Joburg's pedestrians, cyclists catered for


With many residents walking or cycling to and from work, Joburg is gearing up to improve urban areas with dual use walkways and even skate routes.


Non-motorised transport infrastructure is one way of promoting urban regeneration and development.

Non-motorised transport includes walking, cycling, rickshaws, animal-drawn carts - especially in rural areas – and rollerblading and skateboarding; all of which do not rely on an engine or a motor for impetus.

Johannesburg has assigned R110-billion towards constructing bicycle routes and pedestrian walkways.

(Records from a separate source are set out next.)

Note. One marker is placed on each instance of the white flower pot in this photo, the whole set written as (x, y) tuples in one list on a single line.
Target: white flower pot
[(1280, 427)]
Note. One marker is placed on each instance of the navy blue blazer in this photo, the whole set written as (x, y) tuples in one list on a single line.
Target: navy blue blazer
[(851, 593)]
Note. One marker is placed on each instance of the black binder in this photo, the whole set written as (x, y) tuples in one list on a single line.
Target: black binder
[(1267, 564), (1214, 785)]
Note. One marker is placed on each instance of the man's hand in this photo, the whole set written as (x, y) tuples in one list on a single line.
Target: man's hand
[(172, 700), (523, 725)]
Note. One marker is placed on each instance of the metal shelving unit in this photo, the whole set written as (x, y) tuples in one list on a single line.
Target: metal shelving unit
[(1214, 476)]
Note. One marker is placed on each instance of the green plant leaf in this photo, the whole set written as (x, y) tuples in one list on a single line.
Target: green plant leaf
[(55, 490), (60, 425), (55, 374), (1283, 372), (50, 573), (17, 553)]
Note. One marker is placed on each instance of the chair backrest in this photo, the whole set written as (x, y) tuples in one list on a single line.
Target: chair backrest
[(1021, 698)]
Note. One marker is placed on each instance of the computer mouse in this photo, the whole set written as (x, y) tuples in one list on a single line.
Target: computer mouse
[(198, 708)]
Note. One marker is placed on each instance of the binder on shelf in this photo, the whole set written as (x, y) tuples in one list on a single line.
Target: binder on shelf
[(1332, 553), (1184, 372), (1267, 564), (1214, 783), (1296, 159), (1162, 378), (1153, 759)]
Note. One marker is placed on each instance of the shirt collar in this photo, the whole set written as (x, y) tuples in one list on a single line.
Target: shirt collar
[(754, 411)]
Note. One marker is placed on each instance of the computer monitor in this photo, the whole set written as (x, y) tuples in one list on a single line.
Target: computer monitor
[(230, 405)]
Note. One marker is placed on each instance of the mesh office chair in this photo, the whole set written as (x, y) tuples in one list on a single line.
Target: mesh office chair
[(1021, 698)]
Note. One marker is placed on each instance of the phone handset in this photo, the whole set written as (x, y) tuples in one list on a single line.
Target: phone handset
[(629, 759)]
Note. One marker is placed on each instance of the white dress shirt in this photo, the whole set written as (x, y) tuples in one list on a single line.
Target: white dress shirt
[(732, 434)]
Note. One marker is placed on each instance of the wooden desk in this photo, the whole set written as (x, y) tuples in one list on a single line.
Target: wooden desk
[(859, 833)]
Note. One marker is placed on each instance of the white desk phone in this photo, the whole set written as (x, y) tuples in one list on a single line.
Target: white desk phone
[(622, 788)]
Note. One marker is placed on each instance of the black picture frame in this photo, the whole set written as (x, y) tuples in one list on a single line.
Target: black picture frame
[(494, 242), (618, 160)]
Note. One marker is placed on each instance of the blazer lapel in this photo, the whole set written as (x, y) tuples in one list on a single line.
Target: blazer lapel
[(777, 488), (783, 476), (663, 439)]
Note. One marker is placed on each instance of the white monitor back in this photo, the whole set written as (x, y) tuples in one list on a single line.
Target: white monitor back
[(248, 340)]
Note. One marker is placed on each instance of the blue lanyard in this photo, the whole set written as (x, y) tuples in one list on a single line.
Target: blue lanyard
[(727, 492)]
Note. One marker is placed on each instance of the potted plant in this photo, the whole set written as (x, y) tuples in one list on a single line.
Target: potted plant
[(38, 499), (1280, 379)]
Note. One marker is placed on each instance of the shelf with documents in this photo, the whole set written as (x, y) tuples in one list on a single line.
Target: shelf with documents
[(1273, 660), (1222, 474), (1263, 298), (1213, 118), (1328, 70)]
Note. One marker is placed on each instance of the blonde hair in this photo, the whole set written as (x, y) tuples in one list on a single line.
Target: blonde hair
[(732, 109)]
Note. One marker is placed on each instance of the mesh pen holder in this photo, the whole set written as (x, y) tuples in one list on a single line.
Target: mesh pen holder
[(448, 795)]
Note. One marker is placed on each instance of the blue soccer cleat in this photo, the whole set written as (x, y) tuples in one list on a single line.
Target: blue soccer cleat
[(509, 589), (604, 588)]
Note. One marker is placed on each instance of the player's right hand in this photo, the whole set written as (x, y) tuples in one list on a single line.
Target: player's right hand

The allocation is part of the municipality‘s Integrated Transport Plan Framework (ITPF), which imagines a people-centred community with pedestrian-orientated mixed-use areas, with buildings that are connected by walkways and public spaces.

Close to 70% of commuters in Johannesburg are said to use non-motorised transport such as walking and cycling.

Walking is the second most important mode of transport in Johannesburg after the car, with 31% of commuters walking in the morning.

The average walking trip is 23 minutes for work trips and 22 minutes for walking to schools and other educational institutions.

Cycling accounts for 0.2% of trips (3165 trips). Average travel time spent cycling to work is
42 minutes and 16 minutes to educational institutions.

In addition, walking is the most significant feeder mode for access to public transport. 

The majority, 90%, of walkers and cyclist are striders, people who walk and cycle out of choice.